Besides, I have beer and sustenance here. It's leftovers from the Thai food Mac and I shared last night, when we thought we were just in for another week of her on the bench and me praying that I wouldn't have to try a case before her. If I had only known…
Oh, who am I fooling? If I had known last night as we were sitting here on my sofa watching Spaceballs that I'd be putting her on a plane for the war zone this morning, I wouldn't have done anything differently. I'd have held her close and felt her laugh, marveled at how we always manage to breathe in synch, wondered what it would be like to kiss her – really kiss her, without mistletoe and with no one to weigh us down as Diane, Renee, and Bugme have in the past. But I wouldn't have taken that next step because I can't let go.
Not yet.
I have a year, a month, and about 21 days before I have to let myself out of my self-made prison.

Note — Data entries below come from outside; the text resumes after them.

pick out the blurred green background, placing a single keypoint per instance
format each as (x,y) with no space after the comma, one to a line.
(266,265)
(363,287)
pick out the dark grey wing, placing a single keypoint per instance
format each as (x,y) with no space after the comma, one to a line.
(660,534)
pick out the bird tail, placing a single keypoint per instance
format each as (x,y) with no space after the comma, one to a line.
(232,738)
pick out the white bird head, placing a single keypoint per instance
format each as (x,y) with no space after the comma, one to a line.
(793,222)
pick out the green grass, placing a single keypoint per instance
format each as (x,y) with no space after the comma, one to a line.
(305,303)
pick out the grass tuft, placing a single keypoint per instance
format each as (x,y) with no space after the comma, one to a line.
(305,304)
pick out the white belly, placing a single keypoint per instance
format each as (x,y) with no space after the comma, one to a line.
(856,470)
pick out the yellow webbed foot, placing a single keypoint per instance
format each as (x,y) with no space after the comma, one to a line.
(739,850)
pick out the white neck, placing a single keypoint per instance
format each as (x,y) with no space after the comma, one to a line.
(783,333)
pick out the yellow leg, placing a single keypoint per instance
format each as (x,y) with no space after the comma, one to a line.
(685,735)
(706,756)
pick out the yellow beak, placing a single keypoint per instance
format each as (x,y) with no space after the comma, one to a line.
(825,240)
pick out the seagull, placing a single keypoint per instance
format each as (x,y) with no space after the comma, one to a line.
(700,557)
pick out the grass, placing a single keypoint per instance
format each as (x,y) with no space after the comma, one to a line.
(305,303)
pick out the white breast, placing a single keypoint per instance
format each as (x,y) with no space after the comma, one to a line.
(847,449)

I wonder, as I sit here flipping between The Weather Channel and ZNN, if the nightmares I know I'll have tonight about sandstorms and surrendering Iraqis turning AK-47s on trusting troops would still come if I could let go of the control I hold so tightly in my life. If by somehow telling Mac exactly how I feel about her would free me – free us – from the obsession we are to each other.

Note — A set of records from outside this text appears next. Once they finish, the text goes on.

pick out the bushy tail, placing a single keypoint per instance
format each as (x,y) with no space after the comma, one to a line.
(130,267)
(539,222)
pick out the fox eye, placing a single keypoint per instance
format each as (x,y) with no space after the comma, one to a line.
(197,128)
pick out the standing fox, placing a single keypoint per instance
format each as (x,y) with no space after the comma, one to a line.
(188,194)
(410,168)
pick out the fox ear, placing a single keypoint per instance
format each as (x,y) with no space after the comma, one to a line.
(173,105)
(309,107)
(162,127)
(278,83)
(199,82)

It's a moot point, of course. I can't even think the words coherently yet, so I don't have the foggiest idea how I could say them now. And I know my Sarah. I'll have to say them for her to know I'm really letting go, because a kiss might be down payment on the words, but she won't really believe me until I say the most important words any man can say to the woman who makes him whole.
It's 2130; she should be somewhere over Africa now because she's due to arrive in Doha about 0800 local, which is midnight here. Maybe if she has a few minutes before she checks in with the Marine officers who requested her, she'll call me. She knows I'll still be awake, because sometimes I'm at her place until long after midnight, and sometimes she's here; other times we're on the phone arguing until after 0100 just to hear the other's voice. At least, I have to assume that she hangs on for the same reasons I do; maybe she's just too polite to cut off contact until I've said something. But thinking that hurts too much, so I'm going with my original thought so I can maintain some of my remaining sanity.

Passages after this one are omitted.